Bacon is the founder and chief executive officer of Moore Capital Management, LP, a 25-year-old firm that invests in global financial markets and private equity, headquartered in New York with offices in London and Hong Kong.  A native of North Carolina, he earned his bachelor’s degree from Middlebury College and his M.B.A. from Columbia University. He has received numerous awards for his environmental work.

In announcing his gift to the Kennedy School, Bacon said, “As both a country and a global community, we have inherited extraordinary natural resources from those who came before us. It is crucial that we now invest in and empower the rising generation to serve as good stewards of that sacred trust.”

Donated through The Moore Charitable Foundation, the nonprofit that oversees much of Bacon’s philanthropy and conservation work, Bacon’s gift will primarily support students pursuing HKS graduate degrees, including those enrolled in HKS’s joint or concurrent degree programs with other Schools. For these graduate degree candidates, the fellowship will provide full tuition, health coverage, and a generous living stipend. In a handful of cases, the fellows selected may be doctoral or postdoctoral academic fellows who would receive funding to pursue research and teaching opportunities at HKS.

CPL, which is led by co-directors Max Bazerman and Gergenand Executive Director Patricia Bellinger, will oversee the suite of co-curricular opportunities for the Bacon Fellows, serving as a home base for the fellows on campus and welcoming them alongside nearly 70 other CPL fellows spread across seven other named fellowship programs. Close partners in this effort are several of Harvard’s foremost environmentally focused resources, including the Harvard University Center for the Environment (HUCE), led by Daniel Schrag, Sturgis Hooper Professor of Geology at Harvard University and presidential science adviser, and HKS’s Environment and Natural Resources Program, directed by Henry Lee, senior lecturer of public policy at HKS and former director of the Massachusetts State Energy Office.

“Our calling at HKS is to train exceptional public leaders to make a difference in a variety of fields,” said HKS Dean David T. Ellwood, “and Louis Bacon’s generous gift is another enormous step forward for that mission. Our shared environment grows more imperiled every day, and this program will bring to campus the kinds of emerging leaders who will serve as its most ardent and skillful stewards in the decades ahead.”

“These fellows will be able to draw on a wide array of resources here at Harvard, including perspectives and disciplines that may go beyond the areas they’ve previously focused on,” added Schrag and Lee. “We are thrilled to welcome them into our community of learning here and will do all we can to prepare them for both scholarship and action.”

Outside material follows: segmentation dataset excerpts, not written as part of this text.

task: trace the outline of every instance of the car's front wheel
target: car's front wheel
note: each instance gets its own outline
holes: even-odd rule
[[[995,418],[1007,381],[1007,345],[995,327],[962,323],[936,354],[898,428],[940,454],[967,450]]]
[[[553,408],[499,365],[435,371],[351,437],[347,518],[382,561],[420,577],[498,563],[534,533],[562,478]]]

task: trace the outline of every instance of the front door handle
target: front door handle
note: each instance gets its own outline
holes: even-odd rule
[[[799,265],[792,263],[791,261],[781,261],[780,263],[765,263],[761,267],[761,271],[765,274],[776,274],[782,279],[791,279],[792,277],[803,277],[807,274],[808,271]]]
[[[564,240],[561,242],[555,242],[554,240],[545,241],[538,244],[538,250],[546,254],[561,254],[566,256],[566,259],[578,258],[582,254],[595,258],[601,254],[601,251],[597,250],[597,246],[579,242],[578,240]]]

“The new Louis Bacon Environmental Leadership Program is a groundbreaking initiative for the Harvard Center for Public Leadership at the Kennedy School,” said Ann Colley of the Moore Charitable Foundation. “Bringing together the brightest minds with leading experts about pressing environmental challenges will have a lasting impact. It will be exciting to follow these emerging leaders as they apply their knowledge to conservation projects around the globe.”

The first Bacon Fellowships will be awarded for the academic year 2015-16. Students who are interested must submit applications to enroll at HKS no later than Dec. 2, and then apply for the Bacon Fellowship through HKS by Feb. 26, 2015.